Why I Refused To Let My Teen Go To The Shooting Range

by Jacqueline Graham
A brown haired teen wearing a white cap and a pink hoodie with shooting range equipment on her aimin...
Joel Guay/Shodanphotos/Getty

A few weeks ago, we spent a fun evening with some friends and their kids. Late into the evening, one of the parents mentioned taking his sons, and some other boys, out to the open air shooting range the next day.

Of course, my son asked if he could go, too.

He’s 17. He gets great grades, is responsible and makes good choices. He’s a leader, an athlete, and a great kid all around. His friends fall in line with all of the above, including the kid whose dad was the organizer of the gun-related field trip.

I have never shot a gun, or even held one for that matter. My husband, his father, is passionately anti-gun, and we don’t have them in the house. So, of course, my son has also never held a weapon or shot a gun.

“NO CHANCE ON EARTH HE GOES,” I said inside my head, before he even had the chance to ask. Then, he asked. First, he asked his dad. Who said no, unequivocally. Even with the typical “But I’ll be careful!” and “(This dad) goes all the time, he knows what he’s doing, and we will be safe” comments, my husband had all the right rebuttals. “No” is never good enough for a teenager.

Later, when we got home, my son asked me if he could go. He didn’t do it in the usual sneaky way that kids do, when they first ask one parent for permission; then, when they don’t like/accept the first answer, they move on to the next parent, hoping for a different response. Nope. My kid just asked me right in front of his dad. The dad who had already said no.

My first response, like any good parent, was “Didn’t you already ask dad, and he said no?” To which my son replied, “Yes.” So I stood there, perplexed, looking at him, wondering why he thought I might have a different answer. Admittedly, I am often softer on my kids, and they know I can also be the more reasonable one when they try to push the envelope a little. But, in this case, I had heard my husband’s reply, and his explanation, and I didn’t disagree.
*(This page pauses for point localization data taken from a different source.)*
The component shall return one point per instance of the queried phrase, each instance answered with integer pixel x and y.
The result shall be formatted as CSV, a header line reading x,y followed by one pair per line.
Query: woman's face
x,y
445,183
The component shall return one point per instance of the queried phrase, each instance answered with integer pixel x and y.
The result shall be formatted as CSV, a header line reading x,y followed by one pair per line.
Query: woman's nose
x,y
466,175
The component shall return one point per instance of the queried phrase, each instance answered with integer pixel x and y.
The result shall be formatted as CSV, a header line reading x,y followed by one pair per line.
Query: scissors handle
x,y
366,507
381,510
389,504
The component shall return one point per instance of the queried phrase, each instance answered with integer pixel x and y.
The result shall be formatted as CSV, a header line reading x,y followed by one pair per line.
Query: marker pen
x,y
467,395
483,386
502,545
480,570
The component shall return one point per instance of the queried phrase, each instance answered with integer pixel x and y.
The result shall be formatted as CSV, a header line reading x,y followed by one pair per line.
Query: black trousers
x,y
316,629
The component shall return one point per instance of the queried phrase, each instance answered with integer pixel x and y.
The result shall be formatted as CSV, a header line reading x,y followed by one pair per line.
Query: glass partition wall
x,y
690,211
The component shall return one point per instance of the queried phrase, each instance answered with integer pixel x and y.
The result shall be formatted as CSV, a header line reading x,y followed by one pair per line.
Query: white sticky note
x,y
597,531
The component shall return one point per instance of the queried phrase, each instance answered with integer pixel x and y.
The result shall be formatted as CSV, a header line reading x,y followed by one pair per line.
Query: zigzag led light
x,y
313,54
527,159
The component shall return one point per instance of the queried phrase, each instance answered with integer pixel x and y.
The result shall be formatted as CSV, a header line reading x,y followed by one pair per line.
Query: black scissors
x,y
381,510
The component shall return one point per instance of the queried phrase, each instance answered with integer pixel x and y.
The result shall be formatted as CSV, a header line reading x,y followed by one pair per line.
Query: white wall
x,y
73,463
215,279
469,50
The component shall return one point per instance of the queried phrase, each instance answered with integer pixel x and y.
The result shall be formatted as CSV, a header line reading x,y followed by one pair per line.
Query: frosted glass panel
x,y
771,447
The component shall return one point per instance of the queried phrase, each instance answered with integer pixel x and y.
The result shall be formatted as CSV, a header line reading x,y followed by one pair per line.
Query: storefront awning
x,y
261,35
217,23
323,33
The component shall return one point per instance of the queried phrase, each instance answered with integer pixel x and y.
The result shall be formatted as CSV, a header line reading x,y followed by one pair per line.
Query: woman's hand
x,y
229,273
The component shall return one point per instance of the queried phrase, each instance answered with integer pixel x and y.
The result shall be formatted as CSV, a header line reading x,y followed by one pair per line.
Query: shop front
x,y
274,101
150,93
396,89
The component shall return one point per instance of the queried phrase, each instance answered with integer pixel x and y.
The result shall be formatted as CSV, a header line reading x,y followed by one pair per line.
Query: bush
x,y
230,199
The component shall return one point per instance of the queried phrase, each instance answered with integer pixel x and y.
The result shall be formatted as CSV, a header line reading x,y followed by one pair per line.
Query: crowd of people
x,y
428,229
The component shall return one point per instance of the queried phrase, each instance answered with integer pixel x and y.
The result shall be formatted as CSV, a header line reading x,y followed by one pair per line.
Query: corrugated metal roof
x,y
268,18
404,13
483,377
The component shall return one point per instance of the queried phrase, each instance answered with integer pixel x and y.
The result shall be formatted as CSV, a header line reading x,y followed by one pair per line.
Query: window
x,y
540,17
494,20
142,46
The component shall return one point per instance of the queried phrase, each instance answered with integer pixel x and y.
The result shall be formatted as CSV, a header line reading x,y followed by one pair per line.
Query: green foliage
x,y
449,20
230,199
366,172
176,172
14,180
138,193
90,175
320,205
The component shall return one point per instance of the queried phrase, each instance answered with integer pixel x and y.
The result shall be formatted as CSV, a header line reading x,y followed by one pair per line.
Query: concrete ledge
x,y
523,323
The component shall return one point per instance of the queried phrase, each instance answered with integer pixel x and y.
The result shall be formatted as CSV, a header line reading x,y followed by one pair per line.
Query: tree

So, I carefully crafted my reply. Because we do love his friends, and just because they may choose to shoot guns, it doesn’t make them bad people.

Both my husband and I tried to explain that these are teenage boys; they are carefree and careless, and using guns requires focus and maturity. We don’t know (that dad’s) experience with guns; we have no idea how he manages the chaos that could come with 4+ teenagers clamoring for “their turn” or how to ensure everyone’s safety.

However, the crux of the argument lies with this, which is what I said to my son: “I can live with you being angry because we said no. I cannot live with the consequences of the ‘what if’ if it were to happen in this situation. I cannot imagine living with the pain and agony of ‘we should not have let him go’ or the guilt of ‘it was an accident,’ whether you were the one injured or the one that made a terrible mistake, causing harm to someone else. So, no.”

Parenting means allowing our kids to grow and learn, to make choices, to parent through those challenging times and to allow them to both thrive and fail. But these moments — these very critical moments that may have consequences that we can’t live with — that’s when the hardest part of parenting happens.

He didn’t argue any more. He may have been frustrated, but he wasn’t angry. I’m overprotective in many ways, and it has worked for me thus far. He gets it. For us, it was guns; for you, it may be something else. Choose what you can live with.